Düşünüyorum da beklenenin aksine kolej imtihanında son tercihim Italyan Lisesini kazanmayıp, herkesin beklediği gibi Türkiye'nin en yüksek puanlı okuluna girseydim, belki annemi hayal kırıklığına uğratmayacak ve bir süre süren dırdırlarından kurtulacaktım ama  bugün yaşadığım hayatı yaşamıyor, bugün hayatımdaki insanları tanımıyor, bugün bambaşka bir ülkede ikinci bir hayatı tadamıyor, bugün Idil ve Ülkü'den doğacak bebekleri heyecanla beklemiyor, Selin'in en güzel günlerinden birinde yanında, o çok merak ettiğimiz geleceği yaşadığımızı farkedemiyor olacaktım.

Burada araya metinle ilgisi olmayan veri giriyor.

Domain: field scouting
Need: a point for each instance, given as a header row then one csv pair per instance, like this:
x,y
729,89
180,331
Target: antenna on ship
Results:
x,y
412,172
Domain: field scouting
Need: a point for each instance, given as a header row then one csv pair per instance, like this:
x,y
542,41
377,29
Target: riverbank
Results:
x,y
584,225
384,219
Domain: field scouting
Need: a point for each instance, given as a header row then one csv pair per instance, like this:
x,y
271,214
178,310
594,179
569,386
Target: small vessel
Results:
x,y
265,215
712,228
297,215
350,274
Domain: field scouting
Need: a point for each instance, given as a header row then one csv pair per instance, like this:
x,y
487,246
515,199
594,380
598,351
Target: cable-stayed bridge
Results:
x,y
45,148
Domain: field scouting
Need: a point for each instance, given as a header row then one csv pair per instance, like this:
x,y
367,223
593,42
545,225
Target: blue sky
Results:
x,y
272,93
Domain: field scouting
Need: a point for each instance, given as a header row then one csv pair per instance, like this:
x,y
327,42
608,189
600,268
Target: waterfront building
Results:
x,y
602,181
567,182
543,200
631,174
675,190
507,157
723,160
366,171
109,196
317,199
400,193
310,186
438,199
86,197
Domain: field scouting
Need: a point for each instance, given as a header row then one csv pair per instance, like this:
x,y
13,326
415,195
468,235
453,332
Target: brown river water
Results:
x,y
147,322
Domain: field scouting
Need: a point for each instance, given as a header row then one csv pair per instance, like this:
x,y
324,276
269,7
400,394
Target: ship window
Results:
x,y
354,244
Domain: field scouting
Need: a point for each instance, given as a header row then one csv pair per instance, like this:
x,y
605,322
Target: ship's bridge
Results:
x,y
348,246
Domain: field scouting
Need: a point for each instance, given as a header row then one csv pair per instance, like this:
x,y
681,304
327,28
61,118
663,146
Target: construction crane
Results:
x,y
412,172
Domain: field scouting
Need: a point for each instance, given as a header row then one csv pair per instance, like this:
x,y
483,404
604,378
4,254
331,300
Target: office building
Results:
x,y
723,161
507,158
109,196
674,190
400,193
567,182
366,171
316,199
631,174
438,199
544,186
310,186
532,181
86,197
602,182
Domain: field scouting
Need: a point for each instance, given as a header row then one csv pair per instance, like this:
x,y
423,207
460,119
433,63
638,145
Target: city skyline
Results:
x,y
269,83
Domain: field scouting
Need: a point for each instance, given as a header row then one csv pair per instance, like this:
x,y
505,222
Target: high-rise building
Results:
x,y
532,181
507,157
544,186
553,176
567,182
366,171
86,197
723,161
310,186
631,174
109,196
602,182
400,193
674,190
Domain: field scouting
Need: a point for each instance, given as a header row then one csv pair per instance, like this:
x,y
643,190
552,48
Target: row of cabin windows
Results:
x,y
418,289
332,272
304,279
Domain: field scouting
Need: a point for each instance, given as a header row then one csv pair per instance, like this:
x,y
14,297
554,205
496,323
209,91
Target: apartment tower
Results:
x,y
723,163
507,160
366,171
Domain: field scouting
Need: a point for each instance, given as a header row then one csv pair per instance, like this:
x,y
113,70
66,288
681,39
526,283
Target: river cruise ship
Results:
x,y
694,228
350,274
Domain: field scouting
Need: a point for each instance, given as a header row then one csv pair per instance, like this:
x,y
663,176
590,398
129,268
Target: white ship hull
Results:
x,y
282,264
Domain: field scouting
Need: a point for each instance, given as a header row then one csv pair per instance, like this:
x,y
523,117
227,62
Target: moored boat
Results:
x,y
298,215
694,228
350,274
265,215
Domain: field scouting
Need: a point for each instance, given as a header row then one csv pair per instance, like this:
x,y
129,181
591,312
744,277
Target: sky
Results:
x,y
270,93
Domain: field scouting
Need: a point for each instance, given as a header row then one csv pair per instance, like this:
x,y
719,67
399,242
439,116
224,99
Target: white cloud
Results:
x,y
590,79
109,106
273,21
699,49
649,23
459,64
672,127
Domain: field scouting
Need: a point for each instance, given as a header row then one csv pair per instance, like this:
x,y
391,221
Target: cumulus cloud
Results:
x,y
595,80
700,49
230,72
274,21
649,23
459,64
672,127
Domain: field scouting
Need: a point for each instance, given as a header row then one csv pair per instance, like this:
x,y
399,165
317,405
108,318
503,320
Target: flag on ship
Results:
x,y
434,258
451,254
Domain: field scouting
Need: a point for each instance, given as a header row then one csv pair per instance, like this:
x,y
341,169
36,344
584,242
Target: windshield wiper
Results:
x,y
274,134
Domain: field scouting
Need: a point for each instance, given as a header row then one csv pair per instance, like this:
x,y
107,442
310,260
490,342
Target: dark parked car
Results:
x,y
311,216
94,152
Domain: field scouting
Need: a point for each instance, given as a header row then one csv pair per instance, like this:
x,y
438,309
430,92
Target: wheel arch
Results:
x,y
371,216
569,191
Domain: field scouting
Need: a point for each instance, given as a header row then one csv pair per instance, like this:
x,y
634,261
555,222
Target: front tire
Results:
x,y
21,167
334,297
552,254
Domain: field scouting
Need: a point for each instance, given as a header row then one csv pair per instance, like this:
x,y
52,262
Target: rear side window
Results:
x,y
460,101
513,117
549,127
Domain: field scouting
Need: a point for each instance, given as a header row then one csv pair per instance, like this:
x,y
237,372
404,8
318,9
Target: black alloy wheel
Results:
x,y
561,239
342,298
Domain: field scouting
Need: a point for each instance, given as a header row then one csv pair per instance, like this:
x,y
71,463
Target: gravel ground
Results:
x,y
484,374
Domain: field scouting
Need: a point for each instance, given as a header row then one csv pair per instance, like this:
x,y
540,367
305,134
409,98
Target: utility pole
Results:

Yine eğer universite sınavında bir başarısızlık örneği daha göstermeyip, pek de sallamadıgım İşletme Fakültesi yerine Hukuk Fakültesini kazanmış olsaydım, bugün o 16 yaşımdan beri hayal ettiğim işi yapamıyor olacaktım.
Hayatıma soktuğum tüm yanlış insanları tanımayıp, onlara bir süreliğine de olsa bağlanmasaydım, bugün hayatta neyin ve kimin gerçekten önemli olduğunu anlayamayacak, kendimi bulamayacaktım. Kazıklar yemeseydim iş hayatında, görmeseydim kaypaklıkları, bugün önümdeki tehlikeleri algılayamayacaktım.
Ben her türlü sıkıntı ve mutsuzlukta kalsaydım yerimde geçmişte, hayal etmeyi bıraksaydım oralarda bir yerde, beni ziyarete gelen 16 yaşındaki küçük, heyecan ve umut dolu Deniz'i mutlu edemeyecek, bugünkü hayatımı sevmeyecektim.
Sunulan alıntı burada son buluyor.